On the coupling between an ideal fluid and immersed particles

TL;DR

This paper uses Lagrange-Poincare reduction to analyze fluid-particle coupling, providing error estimates and inspiring new particle-based numerical methods that incorporate shape and deformation parameters for better momentum conservation.

Contribution

It reinterprets existing fluid-particle coupling models through velocity interpolation, introduces error analysis, and proposes new hybrid methods considering particle shape and deformation.

Findings

Error estimates for velocity interpolation methods

Development of particle and hybrid particle-spectral methods

Insights into shape and deformation effects on momentum conservation

Abstract

In this paper we use Lagrange-Poincare reduction to understand the coupling between a fluid and a set of Lagrangian particles that are supposed to simulate it. In particular, we reinterpret the work of Cendra et al. by substituting velocity interpolation from particle velocities for their principal connection. The consequence of writing evolution equations in terms of interpolation is two-fold.

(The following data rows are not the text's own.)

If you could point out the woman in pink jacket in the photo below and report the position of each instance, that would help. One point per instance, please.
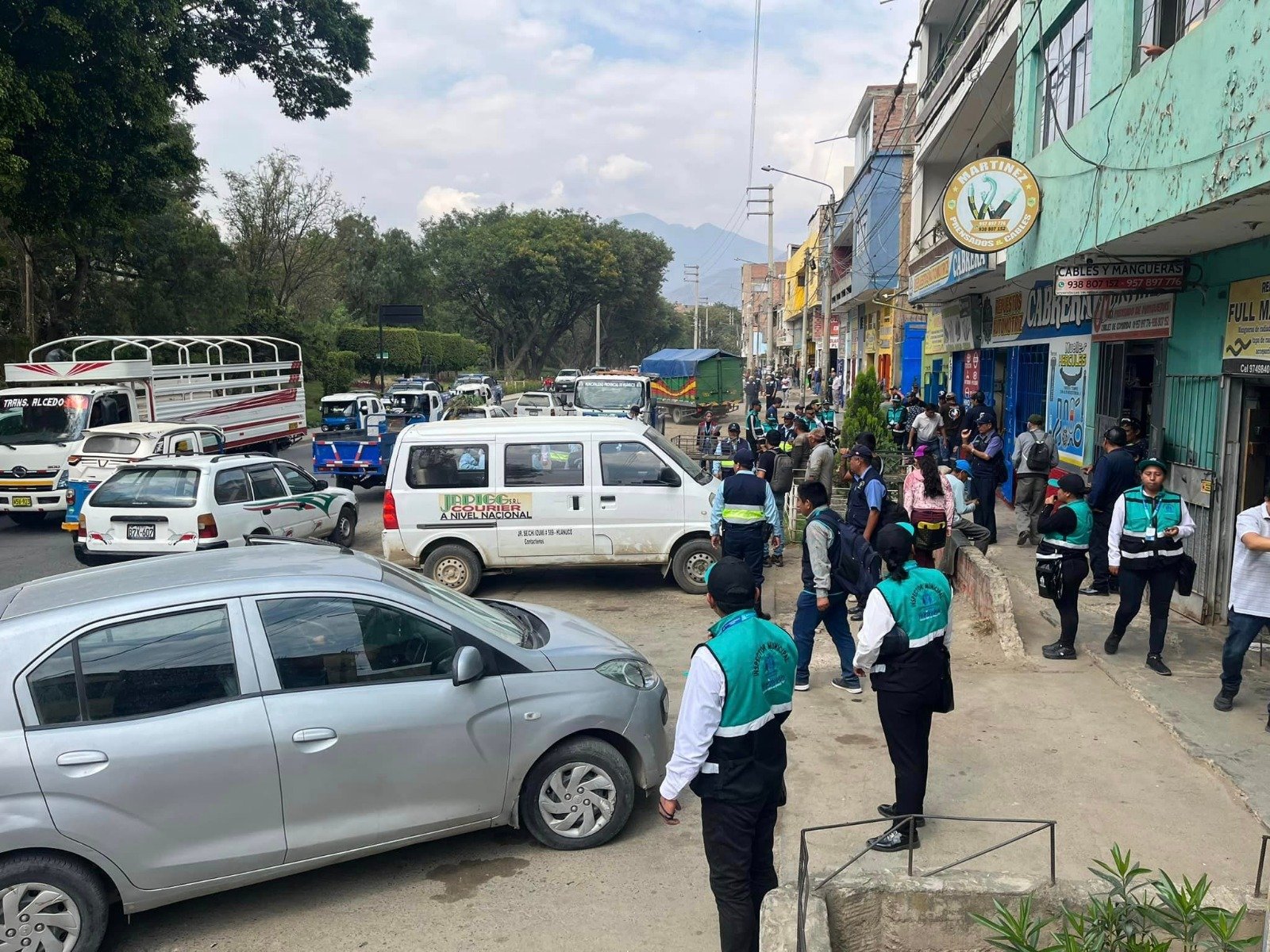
(929, 501)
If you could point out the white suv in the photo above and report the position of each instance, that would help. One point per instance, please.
(188, 505)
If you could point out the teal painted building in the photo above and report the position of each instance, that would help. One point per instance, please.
(1147, 126)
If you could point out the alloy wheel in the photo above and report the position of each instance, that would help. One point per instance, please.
(577, 800)
(36, 917)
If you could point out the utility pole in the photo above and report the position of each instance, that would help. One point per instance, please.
(768, 333)
(692, 273)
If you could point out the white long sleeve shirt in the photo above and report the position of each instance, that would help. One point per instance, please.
(1185, 528)
(700, 715)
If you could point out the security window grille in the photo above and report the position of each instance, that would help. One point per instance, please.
(1064, 86)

First, it gives estimates on the error incurred when interpolation is used to derive the evolution of the system. Second, this form of the equations of motion can inspire a family of particle and hybrid particle-spectral methods where the error analysis is "built-in". We also discuss the influence of other parameters attached to the particles, such as shape, orientation, or higher-order deformations, and how they can help with conservation of momenta in the sense of Kelvin's circulation theorem.